Это «недолго» было пророчеством провидца, и Люба его так и приняла, когда, через несколько дней после получения этого письма от первого своего, умершего миру, мужа, второй ее муж был избит в драке и умер у ее дверей, в которые не мог попасть спьяна. Она тотчас же известила об этом событии Павлина, и тот немедленно же явился к ней: они вместе похоронили как должно Додю и… вслед за тем немедленно же вместе исчезли. Куда? Никто этого не знал; но я вам расскажу то, чего и никто не знает: за Киевом, над Днепром, в темном дремучем бору есть бедный женский монастырек. Бедность и незначительность этой обители такова, что ее иначе и не называют, как монастырек:там некогда была начальницею моя тетка Ольга и там же была монахиня, потом схимница, Людмила. Она скончалась очень недавно, всего несколько лет тому назад, далеко еще не в преклонных годах, ослепнув от слез.
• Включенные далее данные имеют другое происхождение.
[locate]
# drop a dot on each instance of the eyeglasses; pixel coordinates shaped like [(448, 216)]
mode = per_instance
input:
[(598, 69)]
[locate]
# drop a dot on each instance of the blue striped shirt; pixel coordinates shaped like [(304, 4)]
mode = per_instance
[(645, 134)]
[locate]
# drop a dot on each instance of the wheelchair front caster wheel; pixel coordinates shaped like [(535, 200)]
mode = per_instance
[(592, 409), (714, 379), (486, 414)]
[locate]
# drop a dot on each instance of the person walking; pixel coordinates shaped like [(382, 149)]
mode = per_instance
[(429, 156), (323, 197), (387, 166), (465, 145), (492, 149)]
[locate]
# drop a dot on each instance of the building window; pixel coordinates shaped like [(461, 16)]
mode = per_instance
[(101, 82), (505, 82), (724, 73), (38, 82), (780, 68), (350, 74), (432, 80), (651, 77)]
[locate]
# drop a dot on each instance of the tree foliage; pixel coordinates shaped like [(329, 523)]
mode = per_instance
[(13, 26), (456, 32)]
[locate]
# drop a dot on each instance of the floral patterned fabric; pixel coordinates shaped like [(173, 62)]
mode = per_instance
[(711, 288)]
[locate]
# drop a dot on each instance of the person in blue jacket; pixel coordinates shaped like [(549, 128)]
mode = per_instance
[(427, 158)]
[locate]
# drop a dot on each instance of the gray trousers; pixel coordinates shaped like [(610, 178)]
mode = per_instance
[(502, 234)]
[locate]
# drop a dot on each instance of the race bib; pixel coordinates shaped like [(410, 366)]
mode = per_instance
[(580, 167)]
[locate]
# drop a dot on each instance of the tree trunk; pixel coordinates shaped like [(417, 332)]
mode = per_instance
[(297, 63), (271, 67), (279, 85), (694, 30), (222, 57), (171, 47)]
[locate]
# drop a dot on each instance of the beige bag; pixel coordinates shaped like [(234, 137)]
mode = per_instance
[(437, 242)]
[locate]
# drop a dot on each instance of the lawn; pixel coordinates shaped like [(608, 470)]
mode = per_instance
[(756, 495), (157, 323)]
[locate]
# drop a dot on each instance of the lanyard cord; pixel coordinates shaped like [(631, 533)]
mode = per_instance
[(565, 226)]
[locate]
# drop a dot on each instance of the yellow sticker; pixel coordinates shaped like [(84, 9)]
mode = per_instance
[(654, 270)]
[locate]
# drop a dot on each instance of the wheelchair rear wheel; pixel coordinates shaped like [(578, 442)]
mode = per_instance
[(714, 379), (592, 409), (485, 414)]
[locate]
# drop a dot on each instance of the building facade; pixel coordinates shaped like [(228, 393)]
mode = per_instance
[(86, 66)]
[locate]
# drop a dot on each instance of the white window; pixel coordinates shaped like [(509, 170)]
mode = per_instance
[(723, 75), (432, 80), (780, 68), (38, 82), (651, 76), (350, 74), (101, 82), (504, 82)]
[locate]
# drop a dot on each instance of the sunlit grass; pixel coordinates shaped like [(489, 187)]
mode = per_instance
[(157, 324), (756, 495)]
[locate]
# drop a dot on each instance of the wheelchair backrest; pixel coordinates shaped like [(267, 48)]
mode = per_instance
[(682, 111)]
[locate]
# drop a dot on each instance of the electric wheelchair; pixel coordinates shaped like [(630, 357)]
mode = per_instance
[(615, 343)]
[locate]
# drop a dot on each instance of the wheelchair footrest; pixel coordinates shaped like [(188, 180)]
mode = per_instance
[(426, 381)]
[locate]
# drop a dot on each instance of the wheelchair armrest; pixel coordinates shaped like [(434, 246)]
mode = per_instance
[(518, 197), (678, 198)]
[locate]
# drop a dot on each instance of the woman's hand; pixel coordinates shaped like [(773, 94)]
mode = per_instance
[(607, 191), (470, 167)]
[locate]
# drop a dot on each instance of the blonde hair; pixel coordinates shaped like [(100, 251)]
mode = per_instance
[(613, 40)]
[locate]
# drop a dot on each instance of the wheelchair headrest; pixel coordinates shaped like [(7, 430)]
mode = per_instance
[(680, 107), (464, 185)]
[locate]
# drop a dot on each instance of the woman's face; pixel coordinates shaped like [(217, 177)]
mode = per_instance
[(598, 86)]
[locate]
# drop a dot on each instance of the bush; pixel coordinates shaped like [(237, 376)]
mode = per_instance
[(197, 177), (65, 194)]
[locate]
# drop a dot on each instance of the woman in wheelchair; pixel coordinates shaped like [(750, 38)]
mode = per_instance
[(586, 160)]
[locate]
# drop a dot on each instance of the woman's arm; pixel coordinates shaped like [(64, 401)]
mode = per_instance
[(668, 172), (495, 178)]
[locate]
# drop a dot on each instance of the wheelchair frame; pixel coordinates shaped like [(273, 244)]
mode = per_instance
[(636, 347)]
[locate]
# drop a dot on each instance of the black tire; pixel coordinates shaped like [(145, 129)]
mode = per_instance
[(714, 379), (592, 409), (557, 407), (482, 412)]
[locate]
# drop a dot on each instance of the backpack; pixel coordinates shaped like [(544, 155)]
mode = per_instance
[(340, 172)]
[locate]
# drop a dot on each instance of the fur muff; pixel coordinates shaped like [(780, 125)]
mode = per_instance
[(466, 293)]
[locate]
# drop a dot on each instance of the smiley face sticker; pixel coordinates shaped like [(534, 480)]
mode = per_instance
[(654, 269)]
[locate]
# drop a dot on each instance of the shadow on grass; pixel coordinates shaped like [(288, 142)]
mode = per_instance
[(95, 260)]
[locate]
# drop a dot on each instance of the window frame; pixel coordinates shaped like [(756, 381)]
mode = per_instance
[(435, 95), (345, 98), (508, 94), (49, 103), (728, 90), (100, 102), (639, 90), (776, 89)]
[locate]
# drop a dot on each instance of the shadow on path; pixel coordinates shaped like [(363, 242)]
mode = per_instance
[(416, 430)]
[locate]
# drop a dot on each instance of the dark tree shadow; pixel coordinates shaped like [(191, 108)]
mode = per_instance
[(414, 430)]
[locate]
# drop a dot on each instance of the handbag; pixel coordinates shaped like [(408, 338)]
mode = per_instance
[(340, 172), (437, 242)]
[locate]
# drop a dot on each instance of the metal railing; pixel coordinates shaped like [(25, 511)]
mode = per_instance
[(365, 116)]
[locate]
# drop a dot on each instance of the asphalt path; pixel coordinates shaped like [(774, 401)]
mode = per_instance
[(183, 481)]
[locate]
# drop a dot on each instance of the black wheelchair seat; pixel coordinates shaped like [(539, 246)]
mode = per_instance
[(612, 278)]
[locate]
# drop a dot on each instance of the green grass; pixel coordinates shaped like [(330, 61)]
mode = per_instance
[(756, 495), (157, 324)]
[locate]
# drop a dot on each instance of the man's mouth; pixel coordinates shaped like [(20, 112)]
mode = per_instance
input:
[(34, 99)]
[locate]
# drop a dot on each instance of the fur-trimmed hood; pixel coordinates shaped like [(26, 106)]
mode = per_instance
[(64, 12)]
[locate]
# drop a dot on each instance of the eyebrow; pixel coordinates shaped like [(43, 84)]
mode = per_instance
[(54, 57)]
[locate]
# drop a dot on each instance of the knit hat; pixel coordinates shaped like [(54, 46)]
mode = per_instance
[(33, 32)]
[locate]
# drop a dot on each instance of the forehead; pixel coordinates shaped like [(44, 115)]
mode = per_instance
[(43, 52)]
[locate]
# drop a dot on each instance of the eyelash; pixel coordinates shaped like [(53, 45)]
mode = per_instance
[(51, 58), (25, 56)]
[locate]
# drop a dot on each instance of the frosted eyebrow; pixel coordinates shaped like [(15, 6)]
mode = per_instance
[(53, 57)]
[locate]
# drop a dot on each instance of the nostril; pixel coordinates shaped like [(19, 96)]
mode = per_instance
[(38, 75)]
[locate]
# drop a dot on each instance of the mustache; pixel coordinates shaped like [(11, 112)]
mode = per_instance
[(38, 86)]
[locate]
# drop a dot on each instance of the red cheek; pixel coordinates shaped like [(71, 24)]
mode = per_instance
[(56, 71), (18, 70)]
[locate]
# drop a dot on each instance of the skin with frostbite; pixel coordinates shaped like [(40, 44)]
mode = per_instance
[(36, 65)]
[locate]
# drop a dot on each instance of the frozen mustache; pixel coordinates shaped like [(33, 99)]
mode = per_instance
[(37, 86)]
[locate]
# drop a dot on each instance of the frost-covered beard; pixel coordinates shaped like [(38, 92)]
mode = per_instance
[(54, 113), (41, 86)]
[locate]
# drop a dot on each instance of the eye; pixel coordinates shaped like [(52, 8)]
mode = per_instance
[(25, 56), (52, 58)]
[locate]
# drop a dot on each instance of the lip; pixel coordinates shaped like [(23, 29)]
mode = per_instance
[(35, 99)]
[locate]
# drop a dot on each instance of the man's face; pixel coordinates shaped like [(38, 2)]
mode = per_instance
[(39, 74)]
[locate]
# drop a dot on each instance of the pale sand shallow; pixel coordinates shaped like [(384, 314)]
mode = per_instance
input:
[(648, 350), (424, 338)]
Эта милая, чистая сердцем старица с выплаканными глазами, в орбиты которых у нее для благообразия были вставлены кругленькие перламутровые образки, была настоящий ангел кротости и милосердия; о доброте ее и всепрощающей христианской любви и теперь еще с умилением и слезами воспоминают не только сестры бедной обители и посещающие монастырек богомольцы, но даже евреи близлежащего торгового местечка. О ней известно, что она была вдова человека очень хорошей фамилии и поступила в монастырь, потеряв мужа, а привез ее сюда на собственной лошади очень издалека какой-то суровый человек — молчальник * , от которого никто не слыхал ни одного слова. На могиле ее нет памятника, объясняющего ее происхождение, а стоит простой дубовый крест с надписью: «Схимонахиня Людмила, в мире грешная Любовь». Крест этот над нею поставил тот же схимник, приходивший в монастырек после смерти сестры Людмилы из далекой суровой обители, которой мне вам называть незачем. Не знаю также, нужно ли вам пояснять и то, что эта «схимонахиня Людмила, в мире грешная Любовь», была не кто иная, как наша знакомая швейцарка Люба; а схимник, который пришел и поставил на ее могиле крест, был Павлин, иноческого имени которого я не знаю, а хоть и знаю, так не скажу. Вот какие тайны и какие характеры живут иногда в стенах наших монастырей * .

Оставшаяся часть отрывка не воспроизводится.